The eCDC-CDS and the pharmacist outreach interventions were developed collaboratively by primary care clinicians and pharmacists. Prior to the go-live date for the study, we pilot tested the eCDC-CDS and the pharmacist phone outreach protocol at 3 clinics. We asked for feedback from PCCs and pharmacists and refined algorithms, CDS materials, script templates, and registry workflows based on this feedback.

2.6. Intervention Training

Live one-hour training webinars were conducted by the study team for PCCs and for clinic staff involved in rooming patients to familiarize them with the intervention. Training reinforced the existing usual care CDC-CDS workflow and focused on the eCDC-CDS enhancements to address medication adherence. PCCs were also oriented to the additional medication dispense information on the eCDC-CDS display in the EHR. PCCs could ask questions or give feedback about the CDS at any encounter by clicking a “feedback” button on the EHR display. The pharmacists involved in conducting outreach were trained separately by the pharmacist investigator on the research team. The training included information about the IMB framework, how to use the outreach registry for contacting and tracking call attempts, helpful scripting for talking to patients, and how to complete the outreach documentation templates within the EHR.

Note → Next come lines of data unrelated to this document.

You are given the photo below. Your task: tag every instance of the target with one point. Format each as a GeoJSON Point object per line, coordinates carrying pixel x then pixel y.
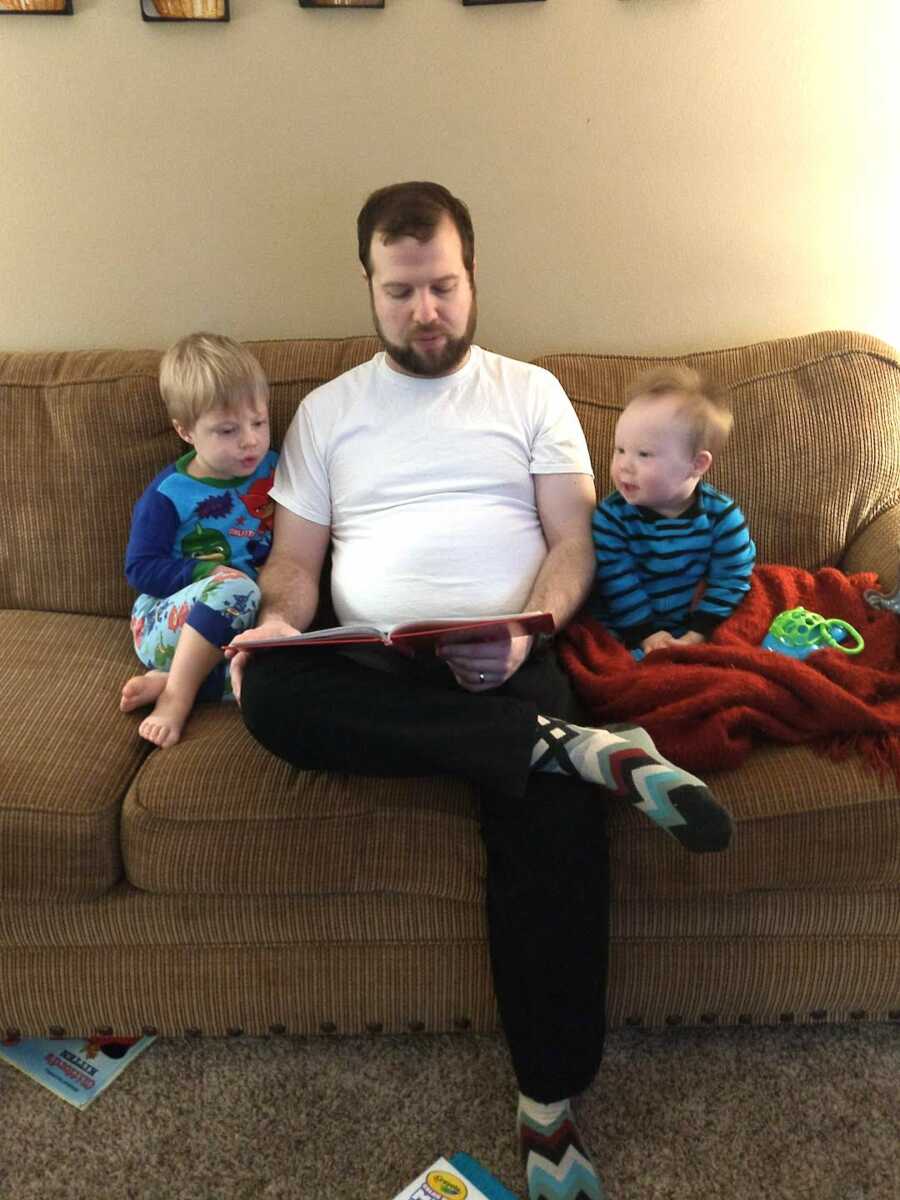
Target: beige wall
{"type": "Point", "coordinates": [646, 175]}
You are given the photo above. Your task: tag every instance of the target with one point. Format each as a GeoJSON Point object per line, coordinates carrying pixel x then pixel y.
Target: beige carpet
{"type": "Point", "coordinates": [743, 1114]}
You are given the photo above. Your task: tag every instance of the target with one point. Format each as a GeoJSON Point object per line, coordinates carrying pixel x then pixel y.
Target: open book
{"type": "Point", "coordinates": [415, 634]}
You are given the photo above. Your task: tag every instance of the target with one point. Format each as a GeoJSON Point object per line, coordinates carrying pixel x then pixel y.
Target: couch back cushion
{"type": "Point", "coordinates": [815, 453]}
{"type": "Point", "coordinates": [85, 433]}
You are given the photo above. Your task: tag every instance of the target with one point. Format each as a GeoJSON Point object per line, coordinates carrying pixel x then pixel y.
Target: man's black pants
{"type": "Point", "coordinates": [545, 835]}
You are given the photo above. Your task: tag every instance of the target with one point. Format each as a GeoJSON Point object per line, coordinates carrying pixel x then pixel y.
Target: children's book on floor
{"type": "Point", "coordinates": [459, 1177]}
{"type": "Point", "coordinates": [77, 1069]}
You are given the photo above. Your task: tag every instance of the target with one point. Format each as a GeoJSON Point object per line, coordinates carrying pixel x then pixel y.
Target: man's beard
{"type": "Point", "coordinates": [430, 366]}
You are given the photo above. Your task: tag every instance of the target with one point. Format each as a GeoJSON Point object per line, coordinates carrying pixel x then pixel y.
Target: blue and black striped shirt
{"type": "Point", "coordinates": [651, 568]}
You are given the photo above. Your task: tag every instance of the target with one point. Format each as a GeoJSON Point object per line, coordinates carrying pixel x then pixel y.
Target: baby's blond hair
{"type": "Point", "coordinates": [703, 407]}
{"type": "Point", "coordinates": [205, 371]}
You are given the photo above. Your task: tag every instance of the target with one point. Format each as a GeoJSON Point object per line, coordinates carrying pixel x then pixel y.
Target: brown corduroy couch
{"type": "Point", "coordinates": [211, 887]}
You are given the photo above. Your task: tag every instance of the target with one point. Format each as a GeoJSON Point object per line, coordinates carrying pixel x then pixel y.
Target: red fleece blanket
{"type": "Point", "coordinates": [707, 706]}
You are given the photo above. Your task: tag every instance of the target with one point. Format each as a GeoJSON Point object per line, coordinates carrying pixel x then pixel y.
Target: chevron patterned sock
{"type": "Point", "coordinates": [625, 761]}
{"type": "Point", "coordinates": [556, 1163]}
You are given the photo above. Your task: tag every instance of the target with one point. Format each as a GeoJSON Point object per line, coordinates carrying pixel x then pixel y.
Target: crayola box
{"type": "Point", "coordinates": [459, 1177]}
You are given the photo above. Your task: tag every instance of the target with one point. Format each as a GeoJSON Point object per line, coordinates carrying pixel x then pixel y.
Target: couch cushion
{"type": "Point", "coordinates": [815, 454]}
{"type": "Point", "coordinates": [802, 822]}
{"type": "Point", "coordinates": [219, 815]}
{"type": "Point", "coordinates": [66, 754]}
{"type": "Point", "coordinates": [89, 427]}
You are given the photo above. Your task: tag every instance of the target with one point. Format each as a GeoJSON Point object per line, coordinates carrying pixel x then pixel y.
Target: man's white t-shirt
{"type": "Point", "coordinates": [426, 484]}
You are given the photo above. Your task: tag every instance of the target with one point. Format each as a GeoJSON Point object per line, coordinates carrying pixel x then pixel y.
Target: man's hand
{"type": "Point", "coordinates": [480, 666]}
{"type": "Point", "coordinates": [239, 658]}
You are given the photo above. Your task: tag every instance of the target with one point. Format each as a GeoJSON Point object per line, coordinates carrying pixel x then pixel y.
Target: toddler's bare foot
{"type": "Point", "coordinates": [142, 690]}
{"type": "Point", "coordinates": [163, 726]}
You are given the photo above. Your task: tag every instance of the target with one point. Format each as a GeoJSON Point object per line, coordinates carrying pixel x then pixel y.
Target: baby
{"type": "Point", "coordinates": [201, 532]}
{"type": "Point", "coordinates": [673, 555]}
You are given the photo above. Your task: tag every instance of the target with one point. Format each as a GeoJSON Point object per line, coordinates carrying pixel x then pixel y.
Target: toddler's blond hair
{"type": "Point", "coordinates": [205, 371]}
{"type": "Point", "coordinates": [703, 408]}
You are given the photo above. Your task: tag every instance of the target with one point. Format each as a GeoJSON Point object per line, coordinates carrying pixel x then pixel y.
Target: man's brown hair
{"type": "Point", "coordinates": [413, 210]}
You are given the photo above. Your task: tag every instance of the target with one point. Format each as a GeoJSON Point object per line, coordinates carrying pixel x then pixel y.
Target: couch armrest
{"type": "Point", "coordinates": [877, 549]}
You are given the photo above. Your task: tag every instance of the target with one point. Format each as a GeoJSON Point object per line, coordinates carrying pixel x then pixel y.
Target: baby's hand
{"type": "Point", "coordinates": [691, 639]}
{"type": "Point", "coordinates": [657, 641]}
{"type": "Point", "coordinates": [228, 573]}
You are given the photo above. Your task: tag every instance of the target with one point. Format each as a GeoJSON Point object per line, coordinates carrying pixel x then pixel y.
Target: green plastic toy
{"type": "Point", "coordinates": [799, 633]}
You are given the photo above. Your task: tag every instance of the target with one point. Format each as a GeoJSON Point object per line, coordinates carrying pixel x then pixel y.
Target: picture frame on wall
{"type": "Point", "coordinates": [342, 4]}
{"type": "Point", "coordinates": [39, 7]}
{"type": "Point", "coordinates": [185, 10]}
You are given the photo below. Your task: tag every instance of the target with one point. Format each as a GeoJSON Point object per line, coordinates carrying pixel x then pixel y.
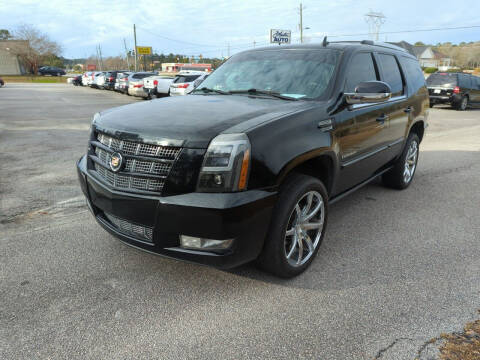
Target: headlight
{"type": "Point", "coordinates": [226, 164]}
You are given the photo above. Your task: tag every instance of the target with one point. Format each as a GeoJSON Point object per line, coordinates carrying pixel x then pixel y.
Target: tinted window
{"type": "Point", "coordinates": [186, 78]}
{"type": "Point", "coordinates": [294, 73]}
{"type": "Point", "coordinates": [414, 73]}
{"type": "Point", "coordinates": [442, 79]}
{"type": "Point", "coordinates": [361, 69]}
{"type": "Point", "coordinates": [391, 73]}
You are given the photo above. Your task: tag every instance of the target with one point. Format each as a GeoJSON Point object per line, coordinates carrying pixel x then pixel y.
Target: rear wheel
{"type": "Point", "coordinates": [401, 175]}
{"type": "Point", "coordinates": [297, 227]}
{"type": "Point", "coordinates": [463, 104]}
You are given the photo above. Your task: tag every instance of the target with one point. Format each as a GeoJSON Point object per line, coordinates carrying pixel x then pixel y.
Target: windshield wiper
{"type": "Point", "coordinates": [208, 90]}
{"type": "Point", "coordinates": [264, 92]}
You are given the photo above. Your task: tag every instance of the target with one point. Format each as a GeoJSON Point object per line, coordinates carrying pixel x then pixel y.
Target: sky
{"type": "Point", "coordinates": [218, 28]}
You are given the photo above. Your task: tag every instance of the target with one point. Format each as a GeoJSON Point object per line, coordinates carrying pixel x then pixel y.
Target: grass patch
{"type": "Point", "coordinates": [463, 346]}
{"type": "Point", "coordinates": [34, 79]}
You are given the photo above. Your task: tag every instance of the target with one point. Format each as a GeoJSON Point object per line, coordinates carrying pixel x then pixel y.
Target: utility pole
{"type": "Point", "coordinates": [301, 23]}
{"type": "Point", "coordinates": [126, 53]}
{"type": "Point", "coordinates": [101, 59]}
{"type": "Point", "coordinates": [135, 39]}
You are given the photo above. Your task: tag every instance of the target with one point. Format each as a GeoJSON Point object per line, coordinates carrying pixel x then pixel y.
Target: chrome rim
{"type": "Point", "coordinates": [304, 228]}
{"type": "Point", "coordinates": [410, 162]}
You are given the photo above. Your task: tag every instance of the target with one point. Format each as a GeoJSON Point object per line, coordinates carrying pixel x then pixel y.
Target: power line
{"type": "Point", "coordinates": [406, 31]}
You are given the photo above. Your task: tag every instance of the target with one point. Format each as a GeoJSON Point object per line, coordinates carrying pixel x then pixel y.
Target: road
{"type": "Point", "coordinates": [396, 268]}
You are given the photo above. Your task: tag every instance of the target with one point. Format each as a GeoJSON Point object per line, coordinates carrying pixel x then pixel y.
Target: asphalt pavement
{"type": "Point", "coordinates": [396, 268]}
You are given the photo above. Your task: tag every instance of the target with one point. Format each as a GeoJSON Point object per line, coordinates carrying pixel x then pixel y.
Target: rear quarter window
{"type": "Point", "coordinates": [391, 73]}
{"type": "Point", "coordinates": [413, 73]}
{"type": "Point", "coordinates": [443, 79]}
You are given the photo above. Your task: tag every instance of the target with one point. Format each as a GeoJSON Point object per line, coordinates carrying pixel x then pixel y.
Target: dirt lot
{"type": "Point", "coordinates": [396, 269]}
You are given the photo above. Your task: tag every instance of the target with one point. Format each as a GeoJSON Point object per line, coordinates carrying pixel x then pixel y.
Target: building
{"type": "Point", "coordinates": [176, 67]}
{"type": "Point", "coordinates": [10, 64]}
{"type": "Point", "coordinates": [427, 56]}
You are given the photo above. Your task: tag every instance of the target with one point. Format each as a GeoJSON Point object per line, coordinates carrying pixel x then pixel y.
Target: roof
{"type": "Point", "coordinates": [404, 45]}
{"type": "Point", "coordinates": [340, 45]}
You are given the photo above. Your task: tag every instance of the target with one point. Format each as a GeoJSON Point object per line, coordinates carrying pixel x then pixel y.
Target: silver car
{"type": "Point", "coordinates": [135, 83]}
{"type": "Point", "coordinates": [121, 84]}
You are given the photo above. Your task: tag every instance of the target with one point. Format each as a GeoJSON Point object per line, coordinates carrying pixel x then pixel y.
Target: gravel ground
{"type": "Point", "coordinates": [396, 269]}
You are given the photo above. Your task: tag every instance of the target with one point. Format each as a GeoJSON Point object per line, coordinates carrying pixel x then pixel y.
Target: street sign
{"type": "Point", "coordinates": [144, 50]}
{"type": "Point", "coordinates": [280, 36]}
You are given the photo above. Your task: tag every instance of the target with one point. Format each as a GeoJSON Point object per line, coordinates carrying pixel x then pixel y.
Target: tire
{"type": "Point", "coordinates": [463, 104]}
{"type": "Point", "coordinates": [397, 177]}
{"type": "Point", "coordinates": [280, 254]}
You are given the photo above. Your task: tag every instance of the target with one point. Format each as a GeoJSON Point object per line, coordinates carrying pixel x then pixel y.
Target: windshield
{"type": "Point", "coordinates": [293, 73]}
{"type": "Point", "coordinates": [442, 79]}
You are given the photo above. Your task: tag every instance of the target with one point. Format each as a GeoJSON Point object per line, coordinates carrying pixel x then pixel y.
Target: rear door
{"type": "Point", "coordinates": [397, 109]}
{"type": "Point", "coordinates": [359, 128]}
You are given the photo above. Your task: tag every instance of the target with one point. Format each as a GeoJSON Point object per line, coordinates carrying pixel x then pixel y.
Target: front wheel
{"type": "Point", "coordinates": [297, 227]}
{"type": "Point", "coordinates": [401, 175]}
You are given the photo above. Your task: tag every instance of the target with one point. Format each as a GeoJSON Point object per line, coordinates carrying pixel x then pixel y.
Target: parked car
{"type": "Point", "coordinates": [98, 79]}
{"type": "Point", "coordinates": [86, 78]}
{"type": "Point", "coordinates": [247, 166]}
{"type": "Point", "coordinates": [157, 85]}
{"type": "Point", "coordinates": [186, 81]}
{"type": "Point", "coordinates": [110, 79]}
{"type": "Point", "coordinates": [135, 84]}
{"type": "Point", "coordinates": [121, 84]}
{"type": "Point", "coordinates": [77, 80]}
{"type": "Point", "coordinates": [51, 70]}
{"type": "Point", "coordinates": [457, 89]}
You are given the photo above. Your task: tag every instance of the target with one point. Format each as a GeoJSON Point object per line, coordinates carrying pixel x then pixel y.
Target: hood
{"type": "Point", "coordinates": [193, 120]}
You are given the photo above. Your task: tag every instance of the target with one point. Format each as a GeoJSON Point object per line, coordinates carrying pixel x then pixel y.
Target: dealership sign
{"type": "Point", "coordinates": [280, 36]}
{"type": "Point", "coordinates": [144, 50]}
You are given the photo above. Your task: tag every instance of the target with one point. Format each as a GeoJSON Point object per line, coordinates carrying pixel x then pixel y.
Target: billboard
{"type": "Point", "coordinates": [280, 36]}
{"type": "Point", "coordinates": [144, 50]}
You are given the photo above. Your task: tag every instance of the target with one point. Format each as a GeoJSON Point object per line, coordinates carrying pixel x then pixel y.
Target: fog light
{"type": "Point", "coordinates": [190, 242]}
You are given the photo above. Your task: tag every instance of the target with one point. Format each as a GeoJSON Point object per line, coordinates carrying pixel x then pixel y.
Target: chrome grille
{"type": "Point", "coordinates": [131, 165]}
{"type": "Point", "coordinates": [162, 159]}
{"type": "Point", "coordinates": [139, 231]}
{"type": "Point", "coordinates": [129, 182]}
{"type": "Point", "coordinates": [132, 148]}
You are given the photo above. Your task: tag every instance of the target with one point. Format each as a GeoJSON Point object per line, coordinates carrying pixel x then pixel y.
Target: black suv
{"type": "Point", "coordinates": [246, 166]}
{"type": "Point", "coordinates": [50, 70]}
{"type": "Point", "coordinates": [457, 89]}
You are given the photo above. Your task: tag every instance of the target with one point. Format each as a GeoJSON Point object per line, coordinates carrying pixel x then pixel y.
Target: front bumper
{"type": "Point", "coordinates": [244, 217]}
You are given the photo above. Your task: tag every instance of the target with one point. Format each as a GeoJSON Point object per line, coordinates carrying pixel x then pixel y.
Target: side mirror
{"type": "Point", "coordinates": [369, 92]}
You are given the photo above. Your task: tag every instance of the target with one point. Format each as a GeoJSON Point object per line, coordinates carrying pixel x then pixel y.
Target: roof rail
{"type": "Point", "coordinates": [373, 43]}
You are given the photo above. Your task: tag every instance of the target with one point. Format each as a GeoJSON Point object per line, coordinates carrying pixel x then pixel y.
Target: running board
{"type": "Point", "coordinates": [355, 188]}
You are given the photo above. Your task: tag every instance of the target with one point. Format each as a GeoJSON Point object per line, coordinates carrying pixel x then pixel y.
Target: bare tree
{"type": "Point", "coordinates": [33, 47]}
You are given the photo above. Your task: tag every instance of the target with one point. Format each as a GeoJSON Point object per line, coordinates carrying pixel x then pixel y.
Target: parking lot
{"type": "Point", "coordinates": [395, 270]}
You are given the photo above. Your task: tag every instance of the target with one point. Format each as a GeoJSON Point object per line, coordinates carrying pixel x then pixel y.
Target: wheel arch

2.7. Intervention Start Date

The study went live in 28 clinics under the original protocol on March 16, 2020, the day before Covid-19 was declared a national pandemic. As a consequence of the immediate pandemic-related care disruptions, the study was suspended one week later. The disruptions included clinic closures, repurposing of several clinics for respiratory and Covid-19 care, shifts to virtual encounters, and increased stress on the care delivery system. The intervention resumed under the adapted protocol 6 months later in August 2020 in the 26 clinics that remained open, with modifications as previously described.

2.8. Data Sources

Data for the primary outcomes were sourced from the EHR Clarity database, a large subset of Epic data transferred to a server that allows for retrieval of EHR information without affecting the production environment. Data reports were created by trained programmers with organizational permission for EHR access who performed quality checks to ensure data completeness and accuracy. The EHR based PDC was calculated at patient encounters but was not automatically saved within the EHR Clarity database. Because the PDC data was also necessary for this research analysis, the PDC calculation at each encounter was stored by the eCDC-CDS system in a separate secure analysis data repository. Additional data for the secondary cost analysis was obtained from insurance claims and Surescripts data. Surescripts is an information technology company that supports e-prescription and the electronic transmission of prescriptions and general health information exchange between health care organizations and pharmacies [surescripts.com].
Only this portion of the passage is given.